Listed below are some of the activities that can support your child:
- Gross motor activities
- Develop underlying skills such as body awareness, postural control, and endurance
- Play based activities
- Graded activities
- Hard muscle work exercises or games
You might be asking yourself, “why would I need a speech therapist for my child if he has a low muscle tone problem?” A child’s face (or any face for that matter) also has muscle that enables us to contort our faces into different expressions, smile, laugh, and basically any other movement that requires our face. Speech therapy aims to improve the child’s ability to speak and express themselves as well as understanding language which also includes nonverbal ones.
Speech therapy involves two elements, namely the coordination of the mouth in order to produce words and sentences from sounds, and expressing and understanding language. Given that, below are some of the activities that a speech therapist would let your child partake in:
- Muscle strength in the face
- Oral awareness
- Alternative forms of communication
- Communication strategies
- Daily activities
- Step by step goals
- Visual information
- Positive reinforcement
- Liaising with educationals staff if appropriate
When should I see a doctor?
Low muscle tone in children can often be seen and diagnosed right after birth during health checks. In other instances, this condition will be much evident later on. You will gradually notice these in their motor developmental stages which will be delayed should they have low muscle tone.
If you have a growing concern for your child with regards to this condition, don’t hesitate to seek help from your pediatrician or your GP. If found necessary, you will be directed to a pediatrician who will investigate further for a more accurate diagnosis and causes of your child’s low muscle tone. Other therapists, as mentioned earlier, may also come into the picture in order to provide advice and support on which types of activities and treatment you should avail to help your child.
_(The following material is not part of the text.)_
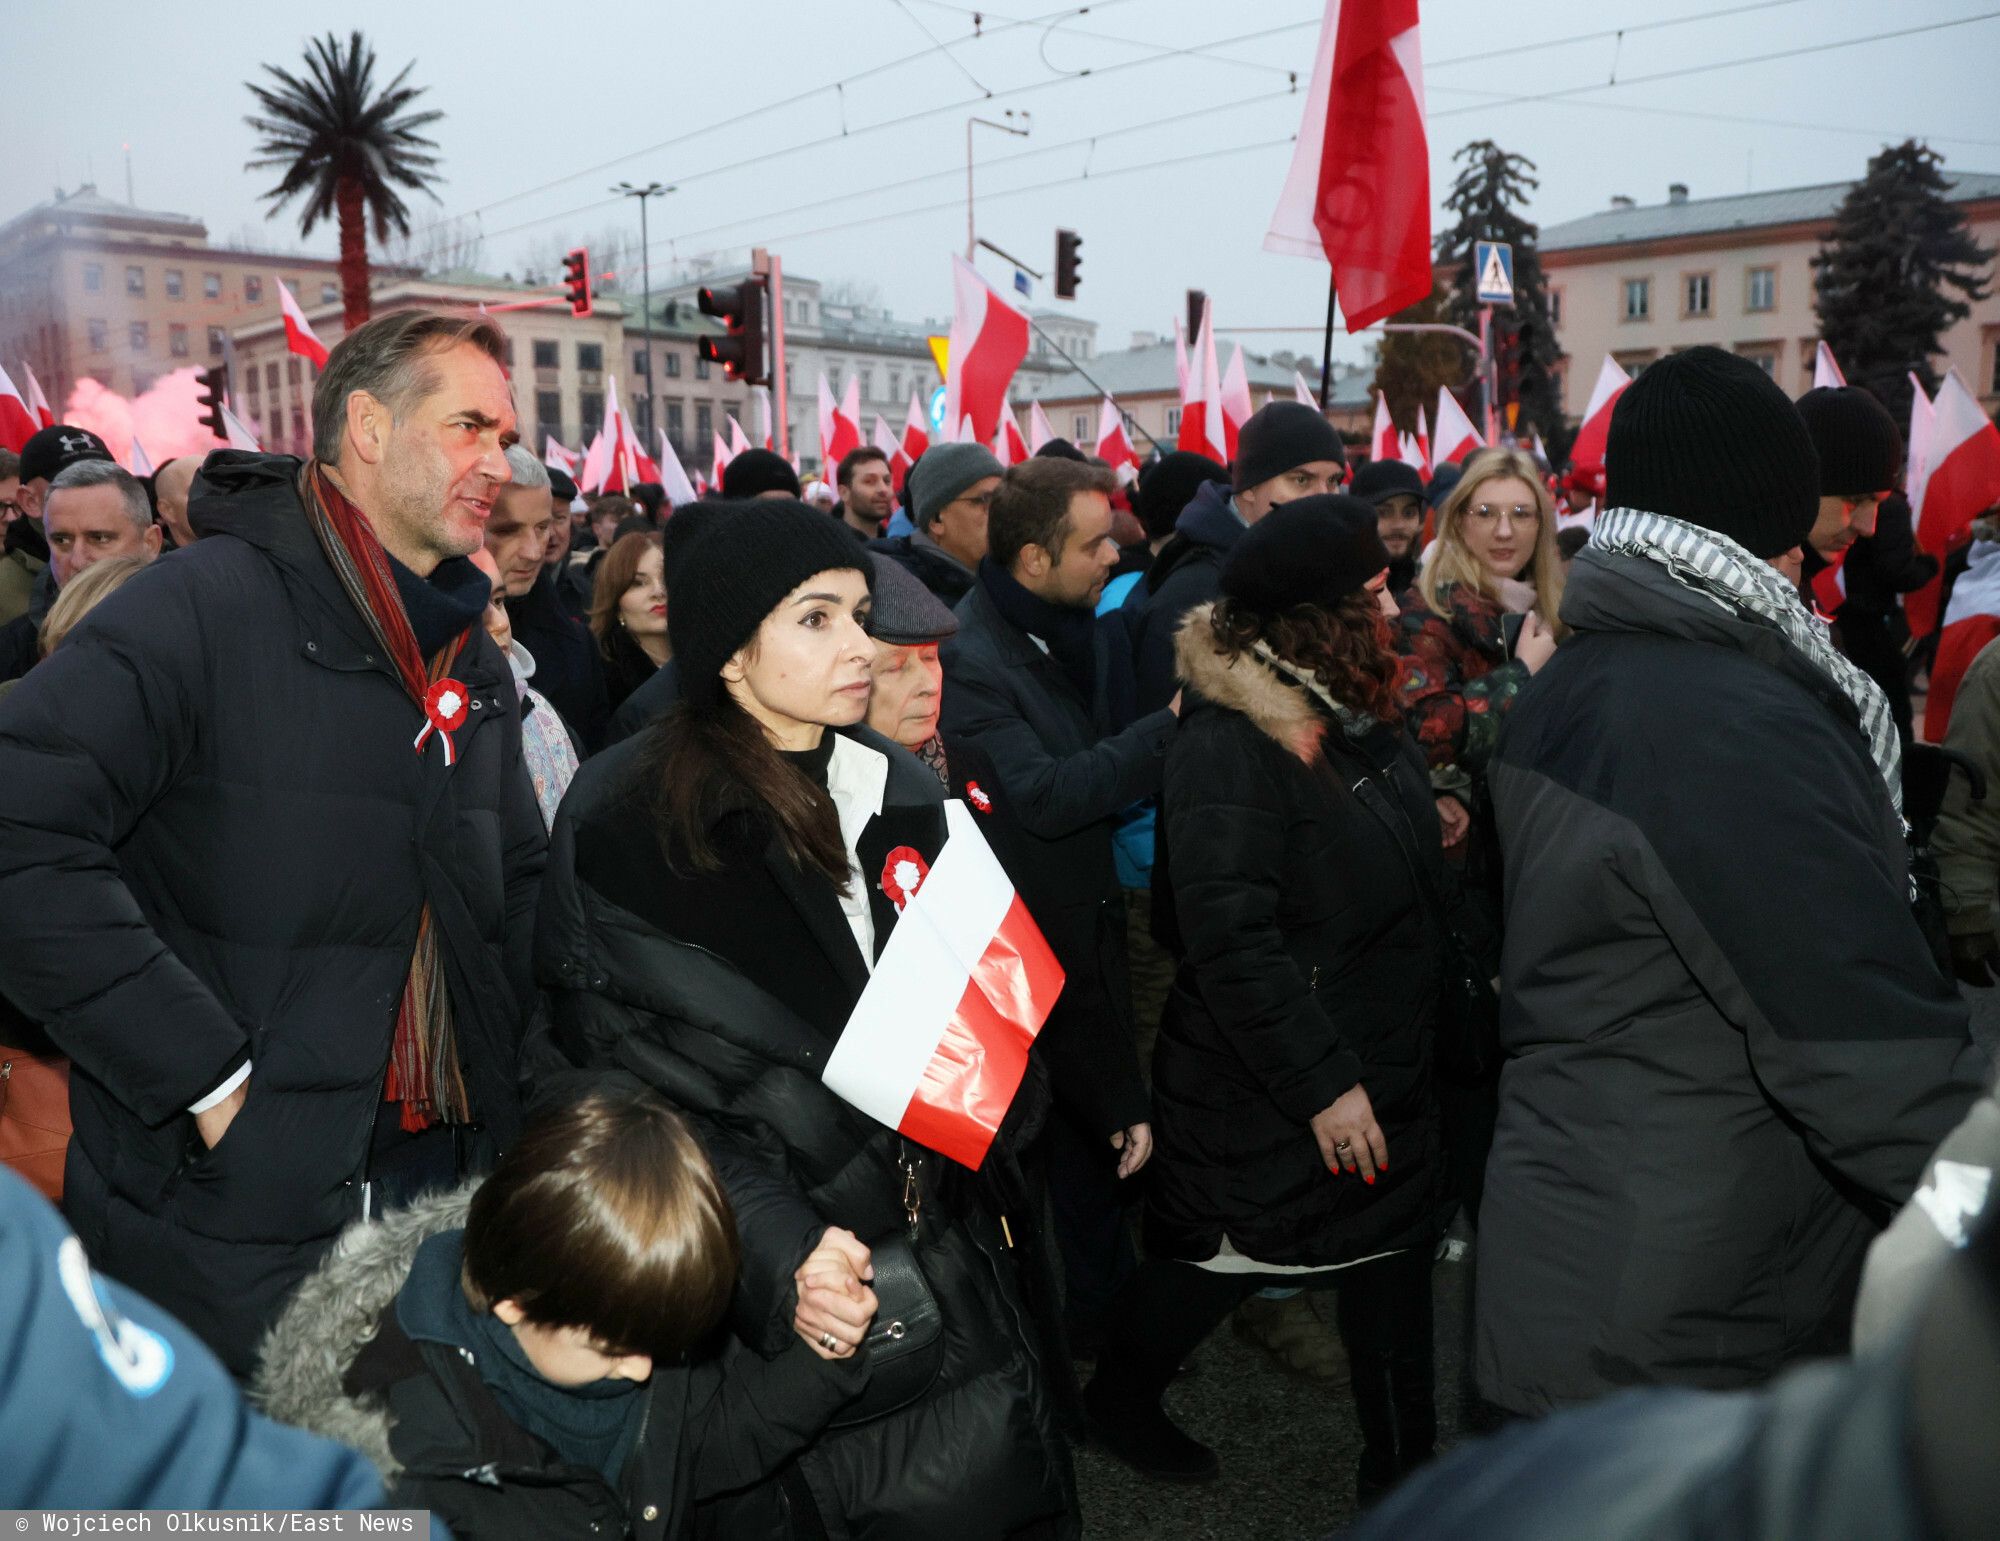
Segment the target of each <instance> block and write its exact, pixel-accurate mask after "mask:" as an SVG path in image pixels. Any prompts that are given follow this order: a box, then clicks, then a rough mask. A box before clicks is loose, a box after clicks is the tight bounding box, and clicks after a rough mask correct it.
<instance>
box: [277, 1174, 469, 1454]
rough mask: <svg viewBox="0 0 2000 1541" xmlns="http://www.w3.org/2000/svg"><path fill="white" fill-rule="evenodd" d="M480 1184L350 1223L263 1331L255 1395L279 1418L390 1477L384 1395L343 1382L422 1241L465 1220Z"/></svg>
mask: <svg viewBox="0 0 2000 1541" xmlns="http://www.w3.org/2000/svg"><path fill="white" fill-rule="evenodd" d="M476 1187H478V1183H466V1185H464V1187H460V1189H458V1191H454V1193H434V1195H428V1197H424V1199H418V1201H416V1203H414V1205H410V1207H408V1209H398V1211H394V1213H390V1215H386V1217H382V1219H378V1221H362V1223H358V1225H352V1227H348V1229H346V1231H344V1233H342V1237H340V1241H338V1243H336V1245H334V1251H330V1253H328V1255H326V1261H324V1263H320V1267H318V1271H316V1273H314V1275H312V1277H310V1279H306V1283H302V1285H300V1287H298V1293H296V1295H292V1301H290V1303H288V1305H286V1309H284V1313H282V1315H280V1317H278V1321H276V1323H274V1325H272V1329H270V1333H266V1337H264V1347H262V1353H258V1367H256V1377H254V1379H252V1383H250V1399H252V1401H254V1403H256V1405H258V1407H260V1409H262V1411H264V1413H268V1415H270V1417H274V1419H278V1421H280V1423H290V1425H294V1427H300V1429H306V1431H310V1433H316V1435H324V1437H326V1439H338V1441H340V1443H342V1445H350V1447H354V1449H358V1451H360V1453H362V1455H366V1457H368V1459H370V1461H374V1465H376V1471H380V1473H382V1479H384V1481H392V1479H394V1477H396V1473H398V1471H400V1465H398V1461H396V1457H394V1455H390V1447H388V1435H390V1415H388V1407H386V1403H384V1401H382V1399H380V1397H352V1395H350V1393H348V1391H346V1387H344V1385H342V1381H344V1379H346V1373H348V1369H350V1367H352V1365H354V1357H356V1355H358V1353H360V1351H362V1347H366V1345H368V1343H370V1341H372V1339H374V1335H376V1329H378V1327H380V1323H382V1315H384V1313H386V1311H388V1309H390V1307H392V1305H394V1301H396V1295H398V1293H400V1291H402V1285H404V1279H408V1277H410V1263H412V1261H414V1259H416V1249H418V1247H422V1245H424V1243H426V1241H428V1239H430V1237H434V1235H438V1233H440V1231H460V1229H464V1223H466V1209H468V1207H470V1203H472V1193H474V1189H476Z"/></svg>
It’s also important to go to your doctor for this because there are also instances where low muscle tone is just a symptom of a different disease. Your pediatrician may advise you to take particular treatments and therapies in order to resolve this condition.
This might not be a normal occurrence to a child, like a flu or any other disease, but it is also not a lost cause. There is a wide array of available treatments, therapies, and activities that can help support your child’s low muscle tone. Even then, in time, there is a higher possibility that your child will gradually catch up with their developmental milestones.